Some of Fauci’s emails make it clear that he's aware of his newfound celebrity. “One reviewer of the SNL show said that [Brad] Pitt looked ‘exactly like me.’ That made my year,” Fauci wrote. At another point, a colleague sent him a link to an article about merchandise and fan art with his face on it. “Truly surrealistic. Hopefully this all stops soon,” he responded.
But Fauci’s inbox doesn’t just reaffirm that he’s a sweet and caring man — it also shows the toll the pandemic took on him. At the very start of the pandemic in February 2020, he wrote, “I am really tired. Not much sleep these days.” The same month, a journalist sent him an interview request, and he forwarded the message to a colleague. “Let us discuss. Steve is a good guy, but I do not want to kill myself trying to do too many things at the same time,” he wrote.

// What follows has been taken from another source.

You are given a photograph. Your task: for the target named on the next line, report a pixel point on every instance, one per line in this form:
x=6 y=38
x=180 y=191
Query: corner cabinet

At another point, he told a friend, “Am hanging in there. Feels like my internship and first year residency when I was on every other night and every other weekend, but actually never left the hospital because the patients were so sick.”
Fauci has spoken publicly about the near-constant work he’s been doing since February 2020 to spread accurate, up-to-date information and stop the spread of COVID. In an interview with Now This News published April 17, Fauci said that he hadn’t taken a day off work in 14 months. “Other than that, I’m doing fine. You just adapt yourself to it,” he said. “I don’t have any time to worry about how tired I am or how I’m feeling. I’ll worry about that later.” He also said that he has faced endless harassment and an onslaught of death threats, but isn’t worried about that, either.
None of this is surprising — Fauci has shown an impressive amount of professionalism and resilience while working a job pretty much no one else has ever done or will ever have to do. But the fact that, on top of doing this job, he continues to politely answer a steady stream of (sometimes very angry) emails? And deal with zero vacation after a massive burnout? If we're not going to have a national month off, let's at least give Dr. Fauci one.